オバサンの独り言

 ミュンヘン日本語補習授業校の卒業式に参列した。近頃、日本では、卒業式で国歌を歌うことや国旗掲揚に反対する教師や生徒が多いと聞くが、ここミュンヘンの補習校の卒業式では、国旗が掲げられ、国歌斉唱があり、「蛍の光る」と「仰げばとうとし」を歌う。私も知っている昔の日本の卒業式がそのまま受け継がれている。日本の卒業式と違うのは、卒業生が日本とドイツの2つの文化の中で成長してきた子供たちだということだ。

 高等部卒業生の中には、幼稚部から数えて十四年間、補習校に通ってきた若者たちもいる。
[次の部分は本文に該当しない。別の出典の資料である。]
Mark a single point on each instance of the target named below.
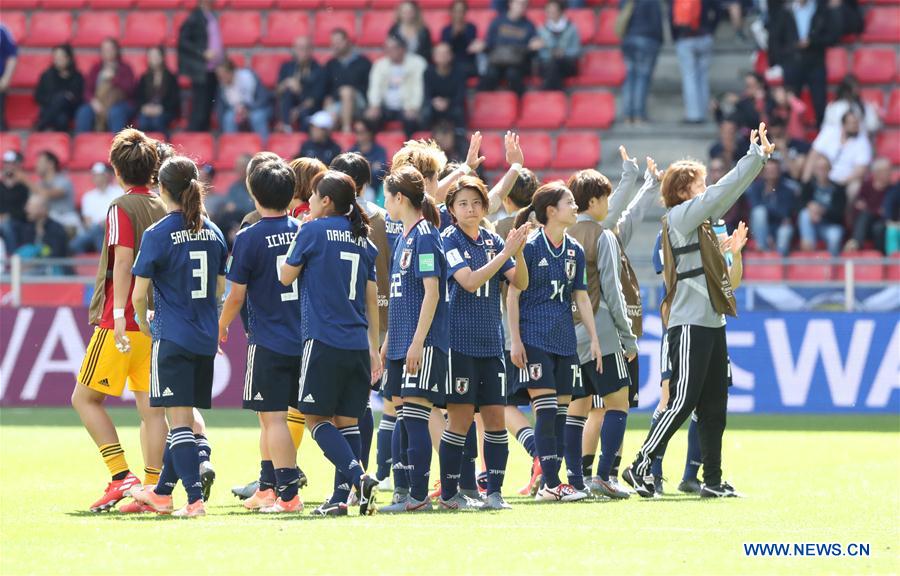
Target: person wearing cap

涙を流しながら答辞を読み、先生に、親に 、友人たちに感謝の気持ちを述べる光景には感動した。若者の涙は純粋で美しい。みんなが輝いていた。高等部の卒業式は成人式に等しい。

 親の転勤でドイツに来た子供たちにとって、補習校は友達と日本語で話せる、唯一の安らぎの場だったに違いない。日独両国籍の子供たちにとっては、自分のアイデンティティーを模索する場だったのではないだろうか。

 日本から離れて、距離を置いて日本を見るからこそ、日本の良さと欠点が見えてくる。日本人であることを自覚する。自己のアイデンティティーの基盤になる言語と文化をしっかり認識して初めて、外国に対する偏見やコンプレックスを克服でき、多様性を理解できる真の国際人になれるのではないかと思う。

 補習校の卒業生たちは、将来、日本で、ドイツで、世界中で活躍することだろう。彼らには「国際人的日本人」になってほしいと切に願っている。